科技日報社総編集長補佐の王俊鳴氏は、「中日両国にとって、都市と社会のデジタル化へのモデルチェンジが共通の課題であり、両国の経済発展を推進する鍵となり、世界に幸福をもたらし、後世に恩恵を与える」とまとめた。 

  

具体的な協力を議論 

後半では、野村総合研究所研究理事の神尾文彦氏が、「日中デジタル経済協力には、互いに信頼し合った協力環境を構築する必要があり、制度面から保障するだけでなく、民間交流や対話を通じて、企業のために信頼できる環境を構築する必要がある」と述べた。 

日立製作所理事の鮫嶋茂稔氏もまた、デジタル分野での相互信頼に言及し、これは日本側が何度もデジタル分科会で言及している問題だ。 

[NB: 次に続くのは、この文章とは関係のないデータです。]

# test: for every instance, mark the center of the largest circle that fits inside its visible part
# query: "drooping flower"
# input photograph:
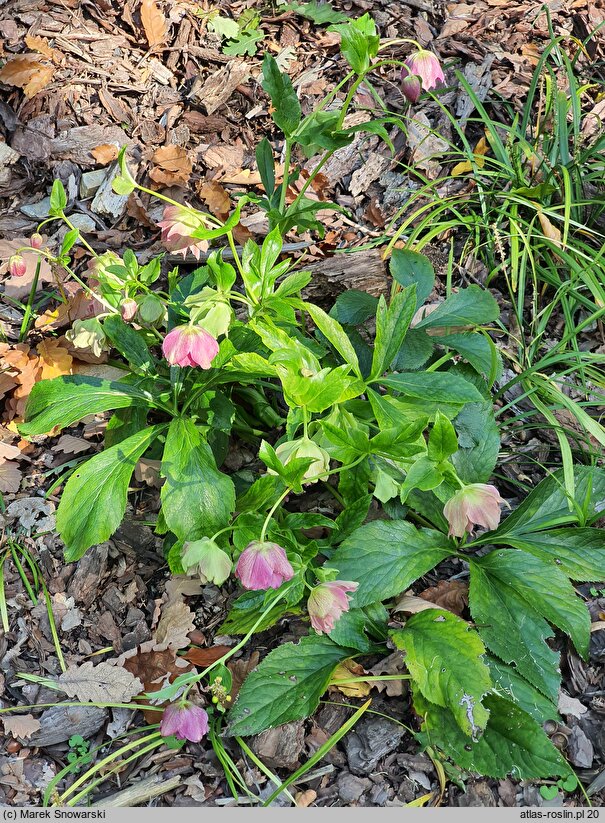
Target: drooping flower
(304, 447)
(477, 504)
(425, 66)
(128, 309)
(16, 265)
(327, 602)
(87, 335)
(177, 224)
(263, 566)
(209, 561)
(185, 721)
(189, 346)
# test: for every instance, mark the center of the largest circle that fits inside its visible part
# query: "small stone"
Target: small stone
(350, 788)
(91, 181)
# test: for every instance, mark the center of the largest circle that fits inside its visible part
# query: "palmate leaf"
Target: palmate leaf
(286, 686)
(386, 556)
(94, 499)
(197, 499)
(445, 658)
(65, 400)
(513, 742)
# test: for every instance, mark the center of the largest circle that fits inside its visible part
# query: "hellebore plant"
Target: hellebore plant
(378, 406)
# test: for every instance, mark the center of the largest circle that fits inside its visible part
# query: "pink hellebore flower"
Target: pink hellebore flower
(177, 224)
(185, 721)
(327, 602)
(263, 566)
(189, 346)
(475, 505)
(17, 266)
(424, 65)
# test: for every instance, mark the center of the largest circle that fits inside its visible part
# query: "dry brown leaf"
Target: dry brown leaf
(54, 359)
(71, 445)
(448, 594)
(172, 165)
(40, 45)
(550, 230)
(103, 683)
(21, 725)
(345, 671)
(105, 153)
(205, 657)
(10, 476)
(27, 72)
(154, 23)
(216, 198)
(240, 669)
(175, 624)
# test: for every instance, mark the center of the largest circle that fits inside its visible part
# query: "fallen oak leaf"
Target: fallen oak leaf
(27, 72)
(21, 725)
(102, 683)
(172, 165)
(154, 23)
(205, 657)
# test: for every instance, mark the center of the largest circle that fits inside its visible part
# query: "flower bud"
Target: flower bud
(151, 309)
(477, 504)
(263, 566)
(190, 346)
(16, 266)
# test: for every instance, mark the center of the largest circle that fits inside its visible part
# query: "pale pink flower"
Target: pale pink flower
(411, 87)
(189, 346)
(17, 265)
(425, 65)
(185, 721)
(177, 224)
(128, 309)
(327, 602)
(477, 504)
(263, 566)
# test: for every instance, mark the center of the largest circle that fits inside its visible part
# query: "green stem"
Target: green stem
(239, 645)
(26, 322)
(284, 186)
(271, 513)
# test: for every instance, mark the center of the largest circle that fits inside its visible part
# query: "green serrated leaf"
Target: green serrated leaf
(287, 113)
(445, 658)
(67, 399)
(385, 557)
(286, 686)
(513, 743)
(94, 499)
(513, 630)
(197, 499)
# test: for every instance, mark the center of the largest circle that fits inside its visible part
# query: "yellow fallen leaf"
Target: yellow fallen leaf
(479, 152)
(347, 671)
(54, 359)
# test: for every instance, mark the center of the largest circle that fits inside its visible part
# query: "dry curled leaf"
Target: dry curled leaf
(21, 725)
(175, 624)
(103, 683)
(172, 165)
(448, 594)
(54, 359)
(10, 476)
(154, 23)
(105, 153)
(27, 72)
(67, 444)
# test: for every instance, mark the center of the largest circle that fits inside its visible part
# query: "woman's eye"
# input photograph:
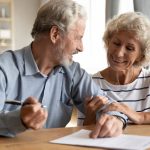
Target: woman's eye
(130, 48)
(116, 43)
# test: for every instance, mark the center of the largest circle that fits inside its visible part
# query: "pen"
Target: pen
(17, 102)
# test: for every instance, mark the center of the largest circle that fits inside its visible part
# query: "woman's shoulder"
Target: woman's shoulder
(145, 72)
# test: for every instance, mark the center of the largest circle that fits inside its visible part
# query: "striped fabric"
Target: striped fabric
(136, 94)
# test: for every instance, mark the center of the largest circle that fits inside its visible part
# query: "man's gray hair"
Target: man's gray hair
(62, 13)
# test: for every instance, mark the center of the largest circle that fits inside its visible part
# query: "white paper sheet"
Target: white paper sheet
(124, 141)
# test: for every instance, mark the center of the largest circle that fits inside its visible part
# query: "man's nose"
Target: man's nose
(120, 51)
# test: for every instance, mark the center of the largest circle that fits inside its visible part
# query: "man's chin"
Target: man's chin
(67, 63)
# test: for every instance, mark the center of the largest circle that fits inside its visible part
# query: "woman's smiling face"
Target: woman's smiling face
(123, 50)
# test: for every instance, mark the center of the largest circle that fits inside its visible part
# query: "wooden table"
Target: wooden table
(38, 140)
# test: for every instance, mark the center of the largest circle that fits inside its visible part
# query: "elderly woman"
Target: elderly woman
(127, 41)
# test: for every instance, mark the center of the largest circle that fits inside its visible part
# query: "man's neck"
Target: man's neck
(42, 57)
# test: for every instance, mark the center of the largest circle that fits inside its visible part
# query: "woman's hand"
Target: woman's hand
(92, 105)
(134, 116)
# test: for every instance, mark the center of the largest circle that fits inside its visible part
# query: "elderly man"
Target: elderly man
(44, 73)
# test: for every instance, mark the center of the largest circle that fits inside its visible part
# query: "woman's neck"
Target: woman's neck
(121, 77)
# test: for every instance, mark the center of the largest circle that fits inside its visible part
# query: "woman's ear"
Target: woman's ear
(54, 34)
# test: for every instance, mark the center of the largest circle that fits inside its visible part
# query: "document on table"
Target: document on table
(124, 141)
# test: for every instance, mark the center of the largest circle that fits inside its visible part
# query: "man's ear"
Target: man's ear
(54, 34)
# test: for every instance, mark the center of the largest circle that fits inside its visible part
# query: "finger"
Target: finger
(88, 100)
(30, 100)
(97, 129)
(95, 100)
(106, 129)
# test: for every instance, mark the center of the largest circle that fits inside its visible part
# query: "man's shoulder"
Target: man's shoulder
(10, 58)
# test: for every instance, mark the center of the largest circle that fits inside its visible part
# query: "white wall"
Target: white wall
(24, 13)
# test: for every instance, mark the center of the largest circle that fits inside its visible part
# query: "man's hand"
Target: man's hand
(107, 126)
(32, 114)
(92, 105)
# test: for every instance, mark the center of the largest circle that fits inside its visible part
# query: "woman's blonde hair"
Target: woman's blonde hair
(132, 22)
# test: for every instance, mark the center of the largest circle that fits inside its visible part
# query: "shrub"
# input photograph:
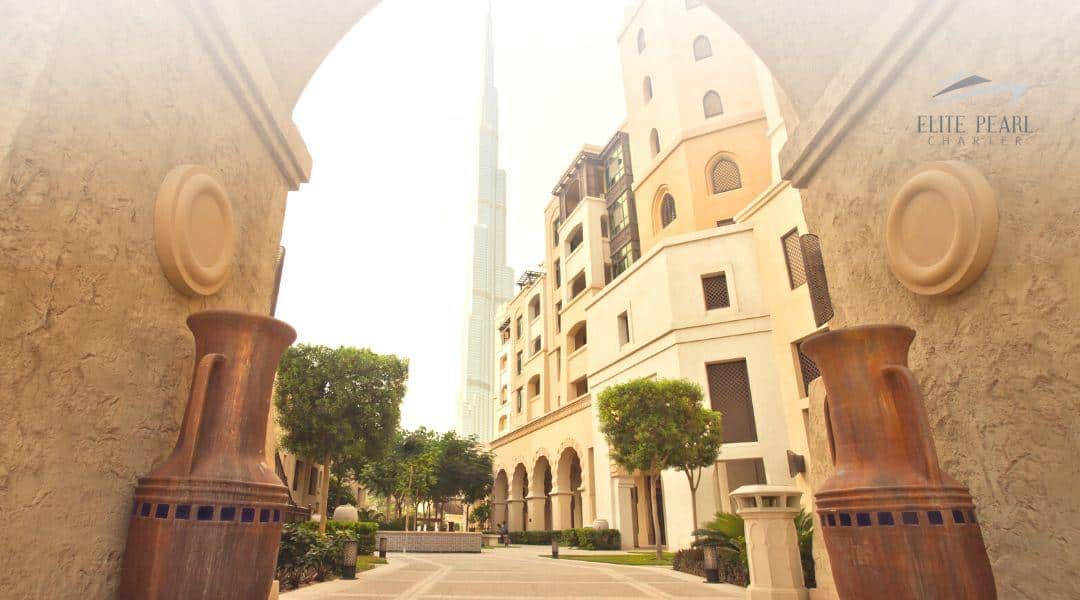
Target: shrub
(361, 531)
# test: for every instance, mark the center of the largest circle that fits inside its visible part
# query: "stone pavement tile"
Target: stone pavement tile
(547, 589)
(697, 590)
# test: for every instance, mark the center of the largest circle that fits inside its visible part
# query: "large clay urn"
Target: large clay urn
(206, 522)
(894, 525)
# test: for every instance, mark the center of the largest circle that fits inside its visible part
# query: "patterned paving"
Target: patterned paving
(514, 573)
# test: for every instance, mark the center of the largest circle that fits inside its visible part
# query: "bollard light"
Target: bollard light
(712, 566)
(349, 559)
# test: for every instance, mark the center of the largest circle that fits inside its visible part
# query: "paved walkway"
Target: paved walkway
(512, 574)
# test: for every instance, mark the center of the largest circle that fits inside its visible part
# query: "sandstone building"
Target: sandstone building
(670, 254)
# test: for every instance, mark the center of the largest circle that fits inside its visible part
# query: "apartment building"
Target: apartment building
(671, 251)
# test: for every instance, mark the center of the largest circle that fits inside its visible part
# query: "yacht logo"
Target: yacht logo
(968, 86)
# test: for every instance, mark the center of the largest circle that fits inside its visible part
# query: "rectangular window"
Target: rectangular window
(716, 291)
(807, 369)
(297, 469)
(615, 166)
(576, 239)
(623, 329)
(580, 387)
(621, 259)
(619, 214)
(729, 394)
(578, 285)
(793, 255)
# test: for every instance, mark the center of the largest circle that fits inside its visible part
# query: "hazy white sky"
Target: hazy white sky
(378, 241)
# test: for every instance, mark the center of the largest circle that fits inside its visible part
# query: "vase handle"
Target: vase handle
(903, 390)
(192, 417)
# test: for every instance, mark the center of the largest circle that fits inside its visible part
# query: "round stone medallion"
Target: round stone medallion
(941, 228)
(194, 232)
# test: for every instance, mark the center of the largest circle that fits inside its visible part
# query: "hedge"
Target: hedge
(692, 561)
(588, 537)
(305, 555)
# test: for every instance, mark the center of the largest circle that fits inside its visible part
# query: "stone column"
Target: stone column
(561, 517)
(624, 514)
(536, 504)
(772, 545)
(515, 520)
(498, 513)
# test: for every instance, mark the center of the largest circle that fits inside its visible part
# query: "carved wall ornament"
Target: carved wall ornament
(194, 231)
(941, 228)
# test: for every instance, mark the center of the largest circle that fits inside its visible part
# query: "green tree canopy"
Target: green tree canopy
(656, 424)
(339, 406)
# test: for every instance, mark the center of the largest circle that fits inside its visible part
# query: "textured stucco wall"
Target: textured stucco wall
(96, 356)
(1000, 363)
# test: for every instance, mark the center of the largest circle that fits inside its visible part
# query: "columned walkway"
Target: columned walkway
(512, 574)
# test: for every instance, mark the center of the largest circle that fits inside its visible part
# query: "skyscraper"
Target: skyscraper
(491, 280)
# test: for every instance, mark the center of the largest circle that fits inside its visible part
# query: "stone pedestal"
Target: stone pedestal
(772, 544)
(536, 504)
(515, 518)
(561, 514)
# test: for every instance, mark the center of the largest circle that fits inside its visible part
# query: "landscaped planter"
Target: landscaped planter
(430, 541)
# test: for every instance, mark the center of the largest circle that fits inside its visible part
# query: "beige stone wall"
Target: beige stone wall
(998, 363)
(96, 354)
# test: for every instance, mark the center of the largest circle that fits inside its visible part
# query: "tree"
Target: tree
(645, 423)
(703, 436)
(338, 405)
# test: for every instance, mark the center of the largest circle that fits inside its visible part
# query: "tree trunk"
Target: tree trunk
(656, 516)
(325, 492)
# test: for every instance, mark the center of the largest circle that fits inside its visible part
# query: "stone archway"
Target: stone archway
(539, 500)
(566, 496)
(516, 508)
(500, 493)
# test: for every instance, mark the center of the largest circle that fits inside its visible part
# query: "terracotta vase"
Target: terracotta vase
(894, 525)
(206, 522)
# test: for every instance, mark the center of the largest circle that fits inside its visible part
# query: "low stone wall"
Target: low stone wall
(429, 541)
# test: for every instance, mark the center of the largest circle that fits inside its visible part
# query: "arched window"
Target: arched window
(666, 210)
(725, 176)
(712, 104)
(701, 48)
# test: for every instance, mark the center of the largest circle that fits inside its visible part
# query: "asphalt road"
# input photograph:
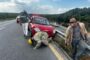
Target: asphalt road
(13, 45)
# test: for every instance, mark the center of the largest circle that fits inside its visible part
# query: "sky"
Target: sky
(42, 6)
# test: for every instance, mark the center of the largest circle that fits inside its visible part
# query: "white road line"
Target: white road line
(4, 24)
(2, 28)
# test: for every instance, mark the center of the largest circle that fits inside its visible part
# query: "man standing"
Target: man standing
(40, 37)
(74, 34)
(24, 21)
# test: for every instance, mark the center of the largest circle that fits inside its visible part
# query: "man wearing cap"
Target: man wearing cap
(40, 37)
(76, 32)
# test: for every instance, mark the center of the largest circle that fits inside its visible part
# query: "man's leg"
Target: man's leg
(26, 29)
(37, 45)
(23, 27)
(45, 42)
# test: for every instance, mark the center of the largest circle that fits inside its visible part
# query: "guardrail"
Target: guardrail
(60, 39)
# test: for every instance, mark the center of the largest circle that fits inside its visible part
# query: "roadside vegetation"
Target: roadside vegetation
(7, 16)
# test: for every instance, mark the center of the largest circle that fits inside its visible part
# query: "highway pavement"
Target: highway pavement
(13, 45)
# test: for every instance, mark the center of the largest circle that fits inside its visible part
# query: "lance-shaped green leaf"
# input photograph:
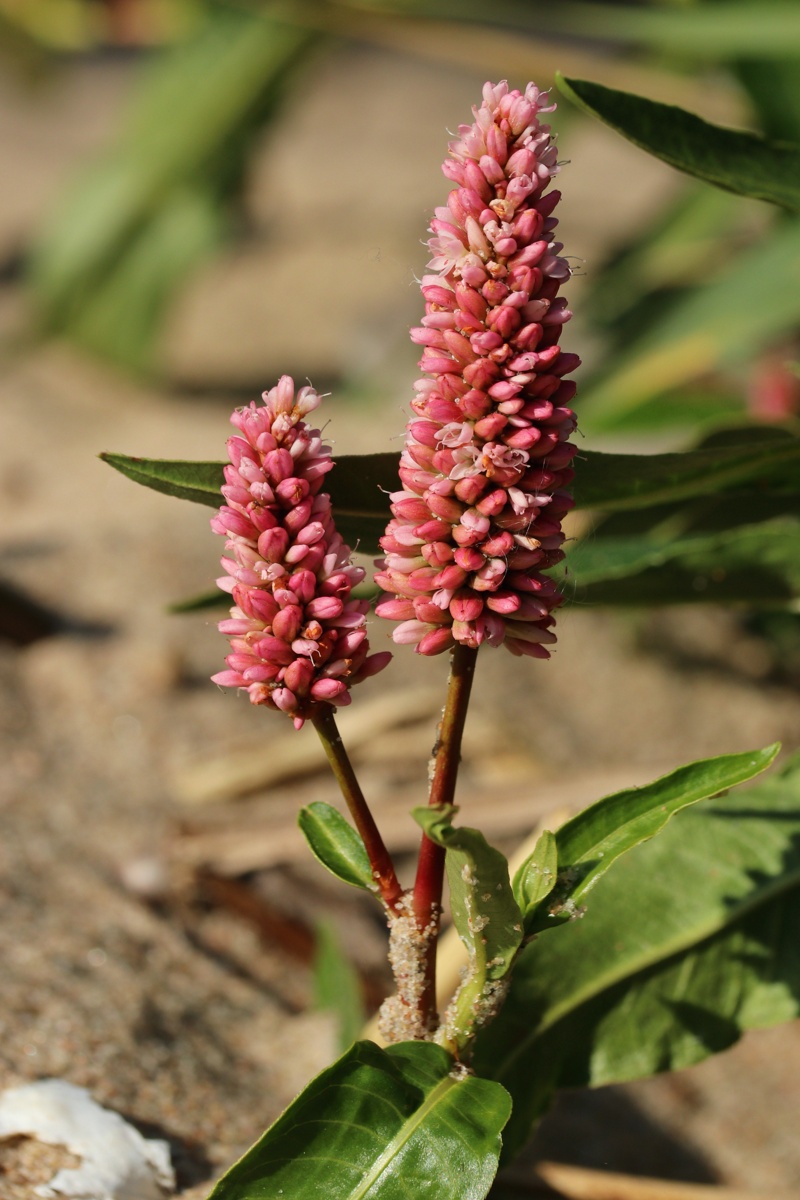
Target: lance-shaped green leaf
(729, 159)
(379, 1125)
(536, 877)
(336, 844)
(359, 485)
(591, 841)
(199, 481)
(690, 941)
(486, 916)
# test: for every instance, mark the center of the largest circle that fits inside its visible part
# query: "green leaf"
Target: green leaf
(486, 916)
(755, 564)
(749, 305)
(536, 877)
(384, 1125)
(360, 484)
(198, 481)
(722, 30)
(121, 316)
(591, 841)
(690, 941)
(140, 217)
(337, 988)
(714, 31)
(336, 844)
(729, 159)
(617, 481)
(359, 490)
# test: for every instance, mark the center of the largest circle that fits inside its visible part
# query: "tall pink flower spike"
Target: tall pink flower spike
(298, 640)
(487, 455)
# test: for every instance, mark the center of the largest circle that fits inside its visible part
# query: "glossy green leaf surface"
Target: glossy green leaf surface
(593, 840)
(379, 1125)
(483, 909)
(729, 159)
(486, 916)
(336, 844)
(536, 877)
(199, 481)
(692, 939)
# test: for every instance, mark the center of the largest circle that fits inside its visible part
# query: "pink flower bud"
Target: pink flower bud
(289, 571)
(487, 455)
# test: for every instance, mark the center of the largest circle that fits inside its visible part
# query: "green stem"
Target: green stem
(431, 868)
(383, 869)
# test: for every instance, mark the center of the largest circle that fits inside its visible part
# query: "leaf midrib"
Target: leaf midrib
(403, 1135)
(660, 954)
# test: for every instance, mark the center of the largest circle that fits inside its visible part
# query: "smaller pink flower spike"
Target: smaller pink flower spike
(487, 455)
(298, 640)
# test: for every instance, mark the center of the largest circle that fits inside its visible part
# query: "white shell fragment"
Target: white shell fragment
(118, 1162)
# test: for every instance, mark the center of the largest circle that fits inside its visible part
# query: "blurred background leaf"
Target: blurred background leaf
(163, 197)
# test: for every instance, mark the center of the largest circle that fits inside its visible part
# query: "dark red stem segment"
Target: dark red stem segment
(431, 867)
(383, 869)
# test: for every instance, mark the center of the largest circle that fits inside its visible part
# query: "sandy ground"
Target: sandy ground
(174, 987)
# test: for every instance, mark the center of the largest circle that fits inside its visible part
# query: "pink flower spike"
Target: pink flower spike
(289, 570)
(487, 453)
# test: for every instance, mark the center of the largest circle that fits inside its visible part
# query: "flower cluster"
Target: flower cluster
(487, 455)
(296, 637)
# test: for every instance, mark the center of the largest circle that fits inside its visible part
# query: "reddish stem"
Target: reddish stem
(383, 869)
(431, 867)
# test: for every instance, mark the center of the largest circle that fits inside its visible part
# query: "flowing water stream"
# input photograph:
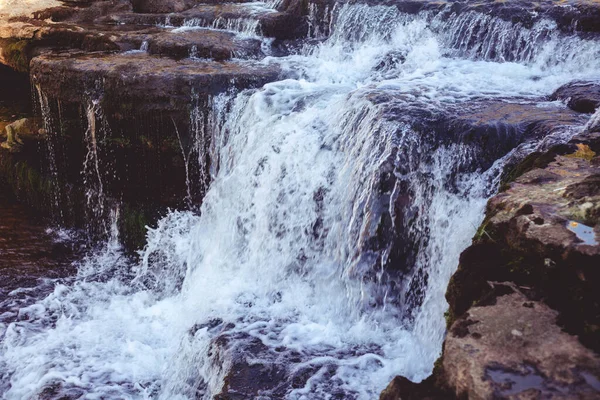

劉松副総裁はそれに答え、日本側が挙げた信頼問題協力問題に対し、「透明性のある開放システムを構築することが最も良い手段であると思われ、もしかしたらそれが唯一の手段かもしれない。この時代には、われわれはハードウエア時代あるいは前工業化時代の知的所有権への見方を捨て去る必要があり、流動するデータや、透明あるいはオープンソースのソフトウエアがなければ、いかなる企業もたちまち遅れをとってしまう。これは世界的な潮流だ」と語った。 

国際医療福祉大学特任教授の山﨑達雄氏は、ブロックチェーンの使用もまた、具体的なオペレーション方法かもしれないと語る。「オープンソースが現在の主流となっていて、日本政府は多くのデータを公開して民間に使用させており、これは明るい未来といえる。多くの分野でわれわれは協力を推進することができるだろう」 

この後、双方のパネリストは中日デジタル産業協力の具体例を挙げ、検討を行った。センスタイム(商湯科技)アジア太平洋事業総裁の史軍氏は、当該企業の日本企業と連携し、デジタル技術を用いてバーチャル労働力をつくり出す取り組みを紹介した。 ファーウェイ(華為)広報及び政府事務部企業コミュニケーション部副総裁の宋凱氏は、ファーウェイが世界的に推進する「未来の種計画」、未来の科学技術人材を育成する行動を紹介し、「ファーウェイは昨年日本で『未来の種計画』により1600人ほどの学生を育成し、2022年は3500人近くが、われわれのエリート育成計画に参加している」と語った。 

また、中国対外翻訳有限公司総経理の于洋氏は、「北京―東京フォーラムの舞台を借り、より具体的なプロジェクトの協力を検討したい。一部の科学技術データ、産業チェーンデータを開放し、金融テクノロジー、グローバル産業チェーン、科学技術イノベーションなどの面で、中日やアジアないしは世界のデジタル経済の発展を共に推進していきたい」と述べている。